Solving supertype-subtype relationship without sacrificing data consistency in a relational database

consistencydatabase-designsubtypes

Trying to get better at designing databases, I noticed I'm always stuck trying to solve variations of the exact same problem.

Here is an example using common requirements:

  1. An online store sells different categories of product.
  2. The system must be able to retrieve the list of all product categories, say food and furniture.
  3. A customer may order any product and retrieve his order history.
  4. System must store specific properties depending on the product category ; say the expiration_date and calories for any food product and manufacture_date for any furniture product.

If it wasn't for requirement 4, the model could be quite straightforward:

enter image description here

Problem is trying to solve requirement 4. I thought of something like this:

enter image description here

In this approach, the relationships product-furniture and product-food are supertype-subtype (or superclass-subclass) associations; the primary key of the subtype is also a foreign key to the supertype primary key.

However, this approach can not guarantee the category referenced via a foreign key to the product will be consistent with its actual subtype. For instance, nothing stops me from setting food category to a product tuple having a subtype row in the Furniture table.

I read various articles about inheritance in modelling relational databases, especially this one and this one which were very helpful but didn't solve my problem for the reason mentioned above. But whatever model I come with, I'm never satisfied with the data consistency.

How can I solve requirement 4 without sacrificing data consistency ? Am I going all wrong here ? If so, what would be the best way to solve this problem based on these requirements ?

Best Answer

One common way is to add a classifier that is "inherited" like:

CREATE TABLE products
( product_id ... NOT NULL PRIMARY KEY
, ...
, product_type ... NOT NULL 
,     UNIQUE (product_id, products_type)
,     CHECK (product_type IN ('food', 'furniture'))
);

product_type would typically be a code of some kind. Might be a foreign key to a "lookup" table instead of a check constraint. For the sub-types:

CREATE TABLE food
( product_id ... NOT NULL PRIMARY KEY
, ...
, product_type ... DEFAULT 'food' NOT NULL
,    FOREIGN KEY (product_id, product_type)
     REFERENCES products (product_id, product_type)
,    CHECK (product_type = 'food')
);

and a similar one for furniture. The constraints guarantee that product_type is consistent between super- an sub- tables.

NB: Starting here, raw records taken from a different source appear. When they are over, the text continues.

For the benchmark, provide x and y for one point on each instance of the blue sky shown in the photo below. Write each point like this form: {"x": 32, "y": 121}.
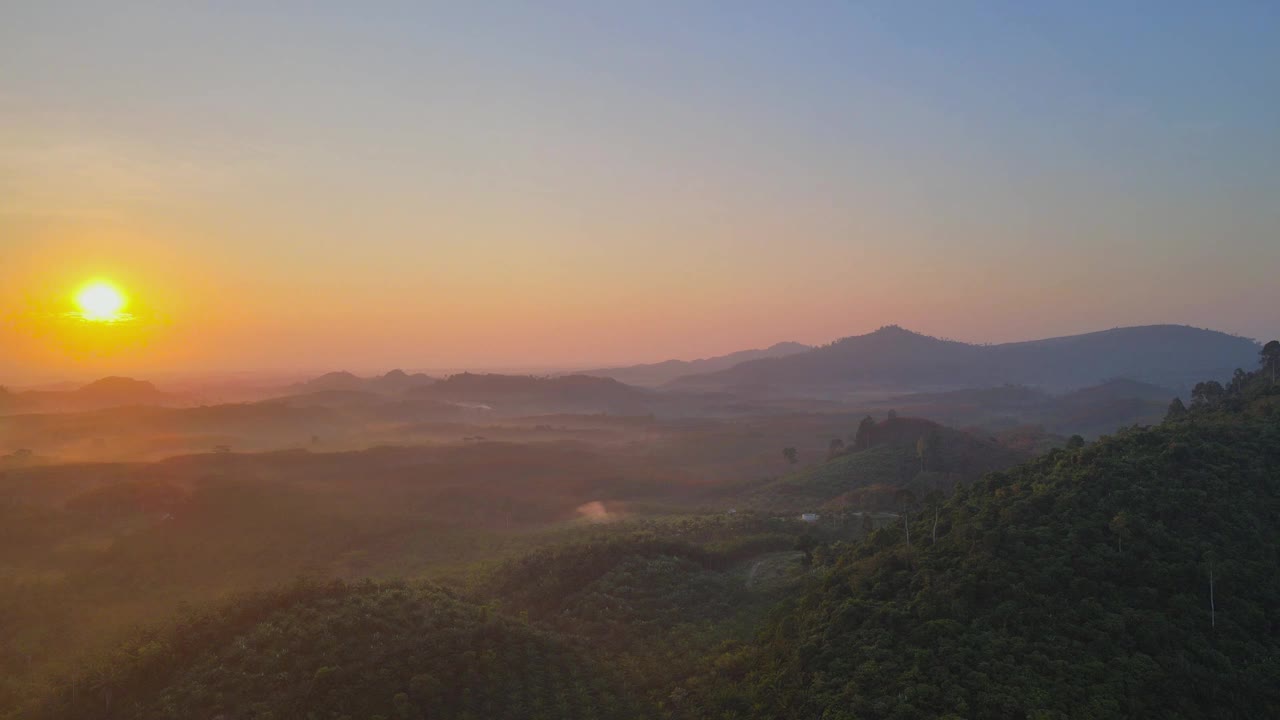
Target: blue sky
{"x": 507, "y": 180}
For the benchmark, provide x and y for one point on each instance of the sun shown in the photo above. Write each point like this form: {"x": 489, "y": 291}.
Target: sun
{"x": 101, "y": 302}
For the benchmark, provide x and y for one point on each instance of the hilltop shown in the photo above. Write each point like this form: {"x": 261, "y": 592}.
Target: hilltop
{"x": 1128, "y": 578}
{"x": 97, "y": 395}
{"x": 659, "y": 373}
{"x": 895, "y": 358}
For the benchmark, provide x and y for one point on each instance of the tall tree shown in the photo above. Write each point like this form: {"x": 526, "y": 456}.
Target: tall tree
{"x": 863, "y": 440}
{"x": 905, "y": 504}
{"x": 1207, "y": 393}
{"x": 1271, "y": 358}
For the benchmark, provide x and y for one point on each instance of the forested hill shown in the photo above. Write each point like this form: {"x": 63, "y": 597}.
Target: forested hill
{"x": 1134, "y": 577}
{"x": 341, "y": 651}
{"x": 891, "y": 356}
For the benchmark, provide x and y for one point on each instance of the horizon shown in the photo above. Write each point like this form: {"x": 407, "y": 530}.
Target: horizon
{"x": 269, "y": 377}
{"x": 548, "y": 187}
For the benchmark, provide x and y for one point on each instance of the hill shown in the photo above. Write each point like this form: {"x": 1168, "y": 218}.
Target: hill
{"x": 97, "y": 395}
{"x": 653, "y": 374}
{"x": 895, "y": 358}
{"x": 1087, "y": 411}
{"x": 525, "y": 395}
{"x": 391, "y": 383}
{"x": 333, "y": 651}
{"x": 881, "y": 460}
{"x": 1129, "y": 578}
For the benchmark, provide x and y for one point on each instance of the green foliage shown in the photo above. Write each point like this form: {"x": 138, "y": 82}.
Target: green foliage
{"x": 332, "y": 651}
{"x": 1074, "y": 586}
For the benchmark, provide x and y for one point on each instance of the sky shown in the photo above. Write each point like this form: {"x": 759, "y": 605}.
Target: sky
{"x": 288, "y": 186}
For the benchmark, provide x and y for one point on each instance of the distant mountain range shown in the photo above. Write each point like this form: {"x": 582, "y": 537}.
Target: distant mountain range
{"x": 659, "y": 373}
{"x": 391, "y": 383}
{"x": 106, "y": 392}
{"x": 531, "y": 395}
{"x": 1173, "y": 356}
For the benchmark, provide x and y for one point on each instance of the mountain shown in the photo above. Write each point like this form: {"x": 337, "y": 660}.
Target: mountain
{"x": 895, "y": 358}
{"x": 106, "y": 392}
{"x": 658, "y": 373}
{"x": 1087, "y": 411}
{"x": 526, "y": 395}
{"x": 881, "y": 460}
{"x": 1128, "y": 578}
{"x": 339, "y": 650}
{"x": 391, "y": 383}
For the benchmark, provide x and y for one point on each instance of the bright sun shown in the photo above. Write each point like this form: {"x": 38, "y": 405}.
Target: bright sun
{"x": 101, "y": 302}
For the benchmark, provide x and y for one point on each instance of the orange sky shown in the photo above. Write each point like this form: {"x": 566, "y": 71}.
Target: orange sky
{"x": 519, "y": 190}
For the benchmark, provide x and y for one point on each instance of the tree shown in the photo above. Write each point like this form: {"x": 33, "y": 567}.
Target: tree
{"x": 905, "y": 502}
{"x": 1271, "y": 358}
{"x": 1207, "y": 393}
{"x": 1120, "y": 528}
{"x": 935, "y": 499}
{"x": 927, "y": 449}
{"x": 863, "y": 440}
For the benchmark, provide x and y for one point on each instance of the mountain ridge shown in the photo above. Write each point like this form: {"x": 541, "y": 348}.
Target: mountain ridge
{"x": 894, "y": 356}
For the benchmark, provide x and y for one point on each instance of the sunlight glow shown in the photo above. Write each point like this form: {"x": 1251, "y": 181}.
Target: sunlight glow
{"x": 101, "y": 302}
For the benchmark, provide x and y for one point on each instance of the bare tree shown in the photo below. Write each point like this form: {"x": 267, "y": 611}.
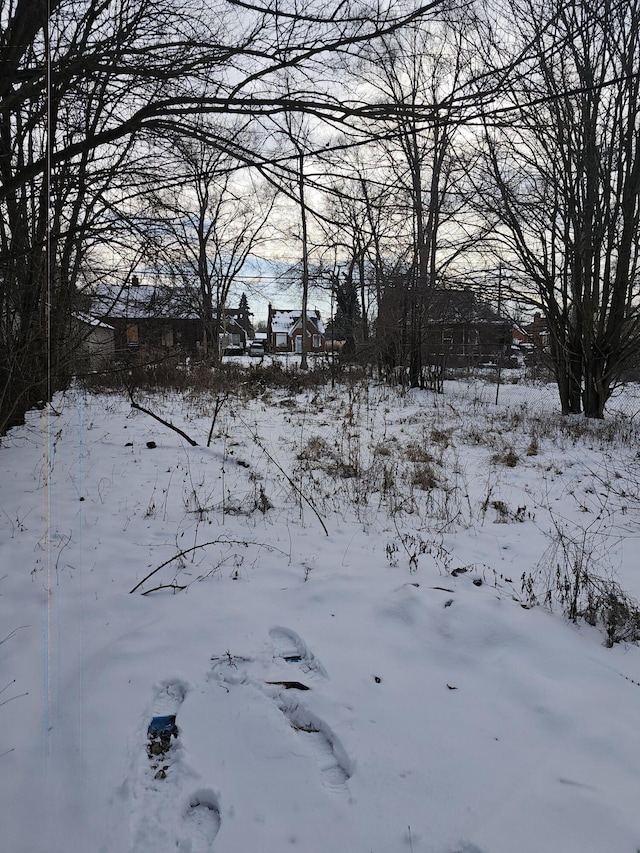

There are products (I've heard) that allow sub-selects in CHECK constraints, but the majority do not. For such product something like:

CREATE TABLE food
( product_id ... NOT NULL PRIMARY KEY
, ...
,    FOREIGN KEY (product_id)
     REFERENCES products (product_id)
,    CHECK (
         (SELECT product_type 
          FROM products p 
          WHERE p.product_id = product_id) = 'food'
     )
);

could be used.

An alternative to the latter is to use before triggers for insert/update, and signal an exception if the wrong product_type is used. Personally I don't fancy using procedural code for integrity constraints, but I guess it is a matter of taste.